On the fly: So many choices | AspenTimes.com

On the fly: So many choices

Kirk Webb
Special to The Aspen Times
Aspen, CO Colorado

Kirk WebbAustralian angler Mike Kuzma lands a Roaring Fork River cutthroat trout, caught on a dry fly.

BASALT – It must be summertime, as the past few weeks have been a complete blur to me filled with trout, bugs, swishing currents, fly floatant, customers, clients, worn-out legs and a complete lack of sleep. Funny thing is, I’m not even tired. On the contrary, I’m more fired up and energized than I usually am.

This sort of maniacal obsession is shared with many other dedicated fly fishers throughout the country. I have literally been out on the water every single day since the second week of June in an ongoing effort to find rising fish, which are undoubtedly my favorite kind to target and stalk.

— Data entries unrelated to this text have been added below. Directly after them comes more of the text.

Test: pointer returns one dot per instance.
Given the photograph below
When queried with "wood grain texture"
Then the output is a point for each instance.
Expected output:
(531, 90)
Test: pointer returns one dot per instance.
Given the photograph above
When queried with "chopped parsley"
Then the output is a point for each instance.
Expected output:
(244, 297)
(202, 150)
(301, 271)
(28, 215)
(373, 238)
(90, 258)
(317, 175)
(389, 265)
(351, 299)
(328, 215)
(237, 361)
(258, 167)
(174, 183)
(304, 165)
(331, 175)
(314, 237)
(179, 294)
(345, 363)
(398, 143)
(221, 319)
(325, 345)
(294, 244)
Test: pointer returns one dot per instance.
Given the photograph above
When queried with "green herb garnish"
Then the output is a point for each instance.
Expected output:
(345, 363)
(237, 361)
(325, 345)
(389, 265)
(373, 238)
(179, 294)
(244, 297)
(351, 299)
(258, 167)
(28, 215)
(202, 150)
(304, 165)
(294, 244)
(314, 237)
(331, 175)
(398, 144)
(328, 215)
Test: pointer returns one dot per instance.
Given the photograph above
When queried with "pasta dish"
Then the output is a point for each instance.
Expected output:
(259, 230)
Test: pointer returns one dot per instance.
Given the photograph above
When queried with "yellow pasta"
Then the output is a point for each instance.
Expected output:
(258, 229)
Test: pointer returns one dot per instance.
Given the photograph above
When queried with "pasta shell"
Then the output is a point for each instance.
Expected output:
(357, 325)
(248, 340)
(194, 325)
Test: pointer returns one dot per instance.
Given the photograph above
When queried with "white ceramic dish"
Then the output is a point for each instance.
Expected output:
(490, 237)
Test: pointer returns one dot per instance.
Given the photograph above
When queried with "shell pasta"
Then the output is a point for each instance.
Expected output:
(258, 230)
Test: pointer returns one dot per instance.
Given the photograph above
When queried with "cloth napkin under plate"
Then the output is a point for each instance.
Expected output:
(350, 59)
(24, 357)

I love to dry-fly fish and I’m perfectly content sitting on the riverbank watching my friends nymph up some trout while waiting on whatever hatch to materialize. I don’t need to catch every trout in the river anymore, nor do I feel the need to strictly hunt big fish. I live for the visuals of dry-fly fishing. When I first began fly fishing, the allure to me was watching fish ever so slowly rise to my dry fly, inspect and follow my offering, and then if all goes well, hopefully commit and finally inhale the fly. This style of fishing requires the ultimate in patience. Unlike nymph fishing, you do not want to set the hook immediately when fishing dry flies. Instead you want the fish to eat your dry fly, take it completely under the water’s surface and then, and only then, set the hook. I know this sounds easy, but dry-fly fishing tests the patience of even the best anglers.

During the summer, I pick and choose the times to go fishing when I know that rising fish can be found. For the past few weeks I’ve been fishing the Roaring Fork River, following the green drake mayfly hatch from its beginnings in Glenwood Springs to its now present location in Aspen. In other parts of the country, this hatch typically lasts a week or two. In our valley, though, dry-fly junkies like me can follow and fish this epic hatch for months, all the way from June through September.

Green drake and pale morning dun mayflies are now being seen on the Fryingpan River near Basalt. These hatches are in still in their infancy but are becoming more prevalent on a daily basis. Keep in mind that the best times to dry fly fish are limited to mornings and evenings on the Roaring Fork, while the hatches on the Fryingpan are often best midday and at dusk. If you want to experience the ultimate in fly fishing, do it with dry flies.